Al pasar junto a la cruz situada en las afueras del pueblo al que parece proteger de alguna sorpresa desagradable, Tiennette, la loca, vio que el Cristo se había caído.
Durante la noche el viento lo había desclavado y arrojado al suelo, sin duda.
Tiennette se santigua y levanta el Cristo con todas las precauciones, como si se tratara de una persona aún viva.
No puede volver a colocarlo en la cruz que está demasiado alta; pero tampoco puede dejarlo solo, al borde de la carretera.
Además, se ha estropeado al caer y le faltan varios dedos.

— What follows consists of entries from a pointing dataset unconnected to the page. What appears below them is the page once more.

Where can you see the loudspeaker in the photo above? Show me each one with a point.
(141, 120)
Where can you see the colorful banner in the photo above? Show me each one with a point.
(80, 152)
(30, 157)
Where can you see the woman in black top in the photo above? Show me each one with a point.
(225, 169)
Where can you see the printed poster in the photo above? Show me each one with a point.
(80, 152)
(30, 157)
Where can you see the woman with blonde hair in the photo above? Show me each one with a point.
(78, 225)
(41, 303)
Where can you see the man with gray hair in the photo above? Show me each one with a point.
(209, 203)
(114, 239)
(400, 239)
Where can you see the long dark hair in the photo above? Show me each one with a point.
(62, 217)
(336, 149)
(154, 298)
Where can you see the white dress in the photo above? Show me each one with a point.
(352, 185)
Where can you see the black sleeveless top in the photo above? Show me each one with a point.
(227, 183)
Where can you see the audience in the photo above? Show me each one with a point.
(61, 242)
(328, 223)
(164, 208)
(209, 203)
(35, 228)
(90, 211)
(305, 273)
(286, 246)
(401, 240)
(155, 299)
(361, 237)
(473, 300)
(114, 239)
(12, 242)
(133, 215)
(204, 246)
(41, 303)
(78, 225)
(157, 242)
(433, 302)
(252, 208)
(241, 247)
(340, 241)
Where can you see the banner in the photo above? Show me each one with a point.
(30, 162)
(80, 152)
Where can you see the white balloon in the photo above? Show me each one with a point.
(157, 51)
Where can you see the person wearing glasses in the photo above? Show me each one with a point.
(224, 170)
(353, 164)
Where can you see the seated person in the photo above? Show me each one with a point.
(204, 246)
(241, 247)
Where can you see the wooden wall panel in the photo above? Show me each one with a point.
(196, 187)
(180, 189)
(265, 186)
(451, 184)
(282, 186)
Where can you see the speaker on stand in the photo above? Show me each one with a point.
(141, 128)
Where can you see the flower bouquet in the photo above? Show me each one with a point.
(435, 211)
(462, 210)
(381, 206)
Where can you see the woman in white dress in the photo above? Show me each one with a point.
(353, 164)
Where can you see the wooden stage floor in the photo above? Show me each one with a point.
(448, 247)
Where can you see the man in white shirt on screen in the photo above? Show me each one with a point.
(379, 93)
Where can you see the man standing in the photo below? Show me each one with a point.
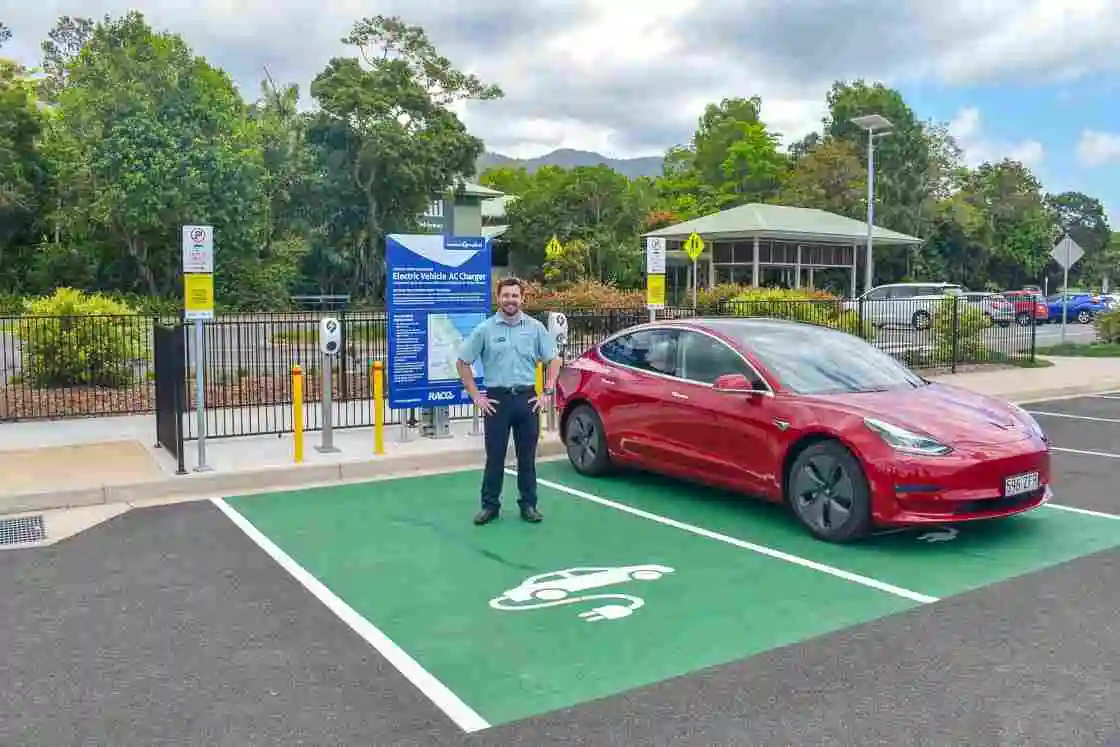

-Voy a llevar el Cristo al carpintero para que lo repare -se dice.
Lo agarra piadosamente por la cintura y se lo lleva, sin correr. Pero es tan pesado que se desliza entre sus brazos y, con frecuencia, se ve obligada a subirlo con una violenta sacudida.
Y cada vez, los clavos que antes sujetaban los pies del Cristo se enganchan a la falda de Tiennette, la levantan un poco y dejan ver sus piernas.
-¡Quiere estarse quieto, Señor! -le dice ella.
Y con toda sencillez, Tiennette da unos suaves cachetes en las mejillas del Cristo, con delicadeza, con respeto.